LET'S SEND THIS ONE AROUND THE WORLD - GOD BLESS HER and may she rest in Peace.
Interviewer: "What is your birth date?"
Dumb : "13th October."
Interviewer : "Which year?"
Dumb: "Every year."
The Manager asked Dumb at an interview... .
"Can you spell a word that has more than 100 letters in it?"
Dumb replied: "P-O-S-T-B-O- X."
A tourist from U.S.A. asked Dumb whether any great man was born in his village...
Dumb said, "No sir, only babies were born here."
Dumb was doing an experiment with a cockroach.
First he cut off one leg and told it to "WALK! WALK!"
The cockroach walked. Then he cut off its second leg and told the same. The cockroach walked.
Then he cut off the third leg and did the same.
Finally, he cut off its fourth leg and ordered it walk! But the cockroach didn't walk.
Suddenly, Dumb said loudly, "I found it. If we cut a cockroach's four legs, it becomes deaf."
Dumb went into a hotel. To wash his hands, he went to the washbasin.
Then when he had finished, he started washing the basin.

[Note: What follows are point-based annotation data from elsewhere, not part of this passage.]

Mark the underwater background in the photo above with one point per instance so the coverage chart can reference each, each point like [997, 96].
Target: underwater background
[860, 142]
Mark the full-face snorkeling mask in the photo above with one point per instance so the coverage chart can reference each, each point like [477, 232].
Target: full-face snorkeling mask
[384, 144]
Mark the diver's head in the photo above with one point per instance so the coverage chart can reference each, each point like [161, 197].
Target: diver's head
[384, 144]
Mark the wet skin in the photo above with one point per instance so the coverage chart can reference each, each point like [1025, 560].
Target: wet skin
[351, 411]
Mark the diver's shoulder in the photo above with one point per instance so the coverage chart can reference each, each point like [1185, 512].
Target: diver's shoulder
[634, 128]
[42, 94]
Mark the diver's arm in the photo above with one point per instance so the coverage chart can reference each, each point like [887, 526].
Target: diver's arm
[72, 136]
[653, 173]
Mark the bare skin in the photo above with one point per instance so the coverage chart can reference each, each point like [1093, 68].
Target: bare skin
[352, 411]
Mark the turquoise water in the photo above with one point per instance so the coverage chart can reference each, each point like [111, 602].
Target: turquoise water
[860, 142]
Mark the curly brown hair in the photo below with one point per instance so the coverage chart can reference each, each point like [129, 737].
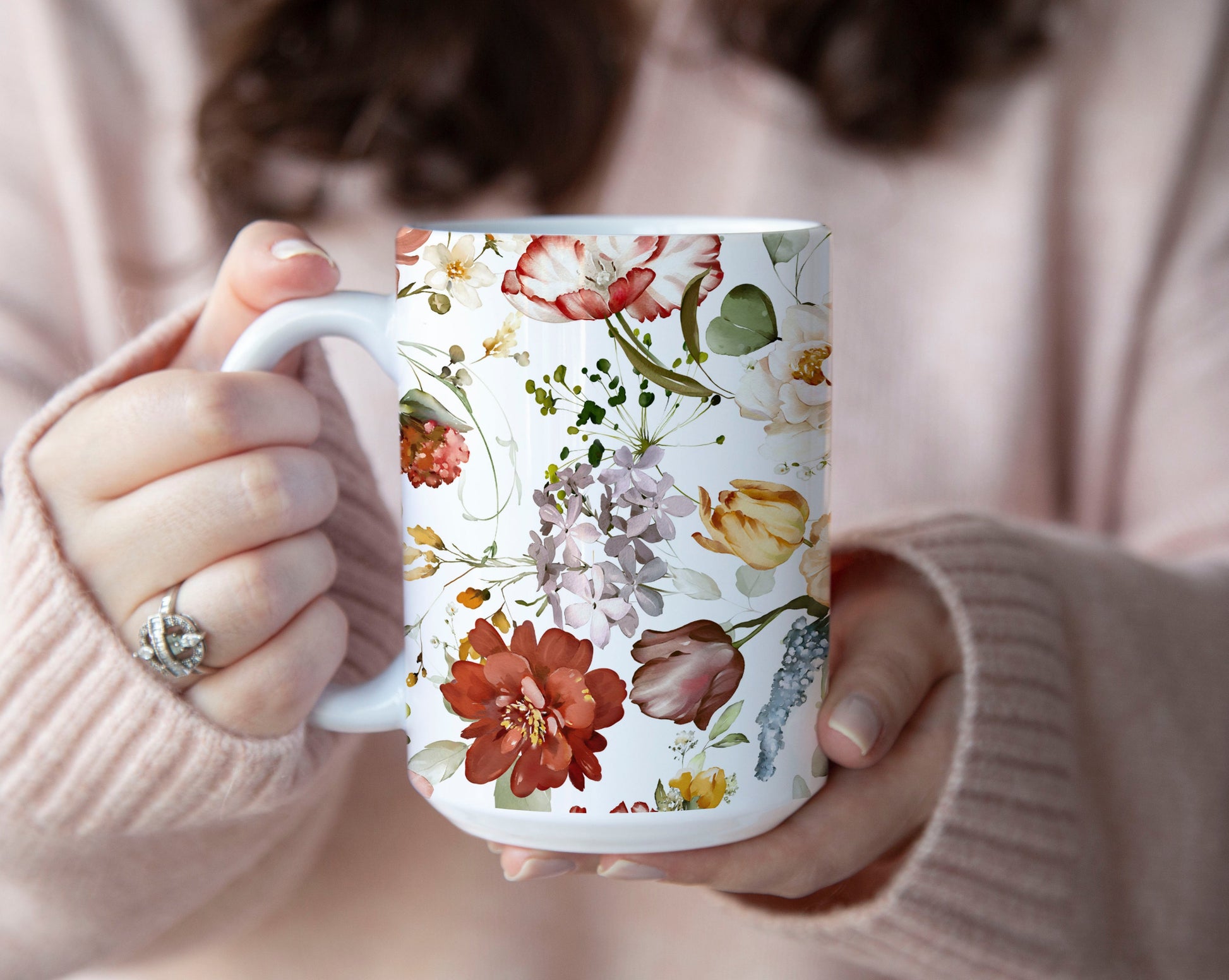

Seeing this, the manager asked what was he doing.
Dumb pointed towards the signboard "* WASH BASIN * "
Interviewer : "Just imagine you're in the 20th floor of a building and it's on fire. How will you escape?"
Dumb: "It's simple.. I will just stop my imagination. "
At a political rally, Dumb was arrested.
Why??? Because a lady journalist with a badge which read "*PRESS*" pinned on the right part of her blouse walked past him... and he did it!
*Name has been changed to Dumb to avoid any misunderstanding*
Blogging with caution is one hell of a headache, as we all know, the funniest forwarded email you get is always not politically/racially correct.